How to do Hanumanasana?

  • Get into a low lunge position : Start with samasthiti or tadasana. Raise your hands up to urdhva vrikshasana, bend forward to uttanasana, from here touch both the palms down and take the left leg back to a low lunge position. Make sure the right knee is bent 90 degrees and the left knee is on the floor
  • Ardha hanumanasana to deep low lunge: It is important to prepare before we perform this asana as it may injure you if done without any warm up. Straighten your front leg with only heels on the floor. Bend forward on the right leg trying to touch the head to right knee and this will give a great stretch to the right hamstrings. Now bend the right knee again and shift the left knee further behind to get into a deep low lunge to stretch your hip flexor muscles. Repeat this movement 5 to 6 times
  • Active movements: In the low lunge position straighten your front leg bend forward and place your hands on either side of your right leg. Now using your leg strength lift your right leg up and stay there for 10 -15 counts. Similarly, now bend the right leg and come into the low lunge position and take the left knee off the floor with the left leg straight back and hold it for 10 -15 counts.
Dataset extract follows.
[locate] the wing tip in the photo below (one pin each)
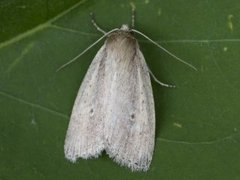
(135, 164)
Repeat each of these 3-4 times. These active movements will help relax the back muscles of the front leg and the front muscles of the back leg.
  • Getting into Hanumanasna: Once you have done all the above, getting into a posture will be easier. Come into the low-lunge position, come on the heels of the front leg and slide it forward to your own extent and at the same time push the back leg backward to straighten and touch the thigh to the floor. Now raise both hands up and join your palm or just join the palm in front of the chest.
  • Repeat this from the other side: Now to balance it out do the same on the other side by switching the legs. You can either jump switch the leg or come back to uttanasana and then take the right leg back and start with a low lunge position

Hanumanasana Precautions

If you are an absolute beginner, then please use props like blocks and a cushion under the knee etc. This posture is an advanced posture and demands a great amount of hamstring and hip flexor flexibility. So, it is recommended that you first work on your forward and backward bends. Example as a part of warm up do variations of uttanasana, parshvottanasana, Paschimotananasa, Ustrasana, Dhanurasana, Shalabasna. Also include some active movements like uthitha hasta padhangusthasana C, or hold the single leg boat pose using quad strength, back bends without support like locust pose, or cobra pose with hands off the mat. Note that in backbends, more than your back, you have to work on the back of the legs like hamstrings and calves, so choose the variation accordingly. You can also do a backbend in Hanuman asana as a variation, make sure your lower back is safe and feels no compression. People with hamstring injuries should not do this pose.

Hanumanasana Benefits

  • Improves the hip mobility as it stretches the hamstring muscles, quads, psoas and the hip flexors
  • Psoas muscle is also known as the storage of emotion, stretching allows a person to be emotionally stable.
  • Improves knee mobility and strength.
  • This posture helps fix the misalignment of spine-like hyperlordosis or hypolordosis.